It’s time Labour made a bold stance on transport, as part of its commitment to levelling up and transitioning to net zero. There is plenty of evidence to lay bare the regional inequality in transport spending. We know that if the north had received the same transport investment as London in the decade between 2009 and 2019, it would have received £86bn more than it did.
And yet transport is usually the area of investment where politicians feel most comfortable. Within government, the transport models that sit behind spending decisions are considered the “gold standard”, reassuring ministers that investment will result in economic returns. Investing in transport is an opportunity for some visible “hard hat” progress, and even the Treasury agrees that efficient transport networks are the backbone of any economy. Investing in transport pays for itself – Transport for the North estimates that £70bn of investment in the north’s strategic transport plan could contribute an additional £100bn in economic growth.
But it turns out that nothing has been certain in politics in 2022. Plans for HS2 and a full commitment to Northern Powerhouse Rail – comprising a new line from Liverpool through Bradford to Hull – have become political footballs, thrown and dropped by successive prime ministers.
To break the current cycle of transport misery, Labour first must publicly commit to the principle that regional growth is our route back to national growth. The alternative is a dated economic narrative that supports spending in the places that are already more productive, like the south-east of England. As we’ve seen, this overheats the housing market, increases congestion and pollution thanks to more cars on the road, and will not fairly or sustainably change our country’s economic fortunes. Transport is a key driver of regional growth, and better transport would help communities in the north prosper.
The next step for Labour would be to supercharge the work of their people already in power. The party has so far shied away from institutionalising the full force of its metro mayors across the country. At the gift of the government of the day, metro mayors are more often provided with capital budgets for transport, but less often provided with revenue to help reduce public transport fares. Capital investments pay for building or maintaining assets, while revenue spending is for day-to-day expenditure.
Despite this, there has been some progress at the local level already. Metro mayors, including Andy Burnham in Greater Manchester, introduced a £2 cap on single bus journeys earlier this year. Downing Street has now followed suit. Labour should support metro mayors and local transport authorities by providing them with greater flexibility to choose between capital and revenue spend, depending on local priorities, and financially support them to be bolder on reduced fares on an ongoing basis, including daily tickets caps. Encouraging the public back on to public transport is also critical for reaching net zero goals.
Labour must also get behind bus franchising at the local level – which would enable metro mayors to regulate a fragmented privatised system – and facilitate the rollout of the same approach in areas that don’t have a metro mayor. Where providers are failing, be it bus or rail, Labour must be clear that there will be no dodging of fines, no bonuses, and that contracts will be at risk.

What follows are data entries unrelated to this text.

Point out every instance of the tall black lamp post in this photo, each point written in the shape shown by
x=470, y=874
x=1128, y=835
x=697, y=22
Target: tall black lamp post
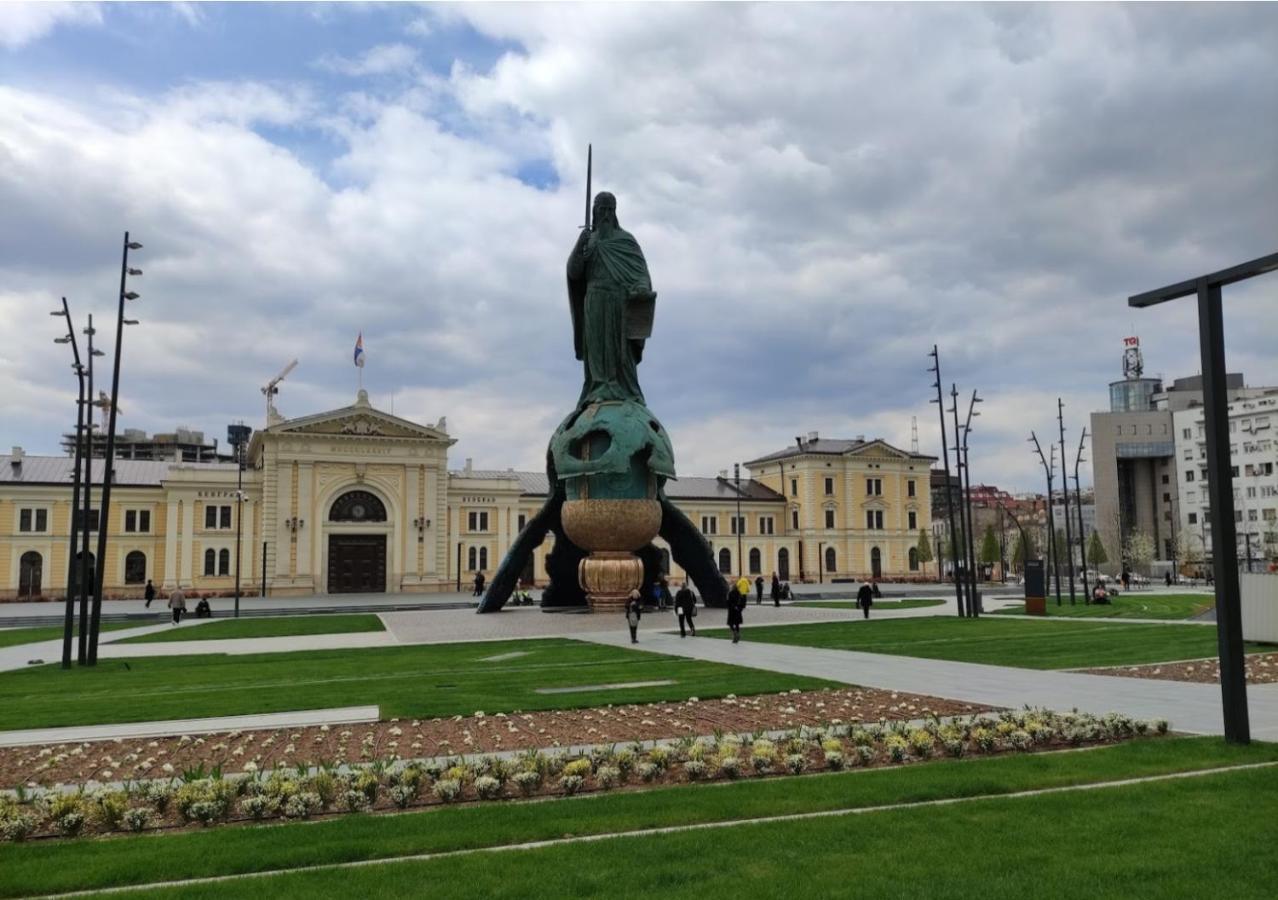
x=950, y=496
x=69, y=623
x=107, y=473
x=1216, y=402
x=237, y=435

For large-scale inter-city transport, the suggestion for Labour is simple. Commit to the proposed plans for HS2 and Northern Powerhouse Rail in full to increase connectivity and capacity across the north. This would be a critical way of boosting both private and additional public investment in the north. The “red wall” voters who are losing trust in the government’s attempts to level up will no doubt take note, too.

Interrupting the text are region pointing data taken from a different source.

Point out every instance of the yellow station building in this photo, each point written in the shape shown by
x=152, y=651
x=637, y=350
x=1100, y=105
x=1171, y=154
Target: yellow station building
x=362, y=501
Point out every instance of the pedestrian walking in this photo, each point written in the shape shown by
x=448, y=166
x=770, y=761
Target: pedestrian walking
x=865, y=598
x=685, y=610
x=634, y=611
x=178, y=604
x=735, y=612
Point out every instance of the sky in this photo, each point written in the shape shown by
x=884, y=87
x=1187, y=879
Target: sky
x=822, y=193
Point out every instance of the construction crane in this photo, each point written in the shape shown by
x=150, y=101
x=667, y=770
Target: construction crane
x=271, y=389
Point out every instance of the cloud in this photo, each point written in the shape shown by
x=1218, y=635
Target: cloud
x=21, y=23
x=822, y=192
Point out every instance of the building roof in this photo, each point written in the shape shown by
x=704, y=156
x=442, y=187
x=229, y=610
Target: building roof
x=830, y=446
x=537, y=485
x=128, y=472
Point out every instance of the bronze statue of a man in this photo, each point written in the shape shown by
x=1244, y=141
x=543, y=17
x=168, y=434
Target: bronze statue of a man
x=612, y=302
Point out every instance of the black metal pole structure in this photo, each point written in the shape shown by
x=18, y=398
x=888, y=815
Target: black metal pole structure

The dreaded train fare rises will kick in in March. Against a backdrop of fundamentally flawed train services, unaffordable bus fares and “performance” bonuses for the companies entrusted with running our public infrastructure, fare rises will be hard to stomach for those of us living and working in the north.
A simple backbone of infrastructure stretching from north to south and east to west should be the basic starting point. Following through on promises to invest, paying hardworking staff properly, and prioritising passengers above profit are all necessary and possible. If Labour wants to jump ahead on levelling up and prioritise plans on net zero, getting our basic transport infrastructure right has surely got to be the first step.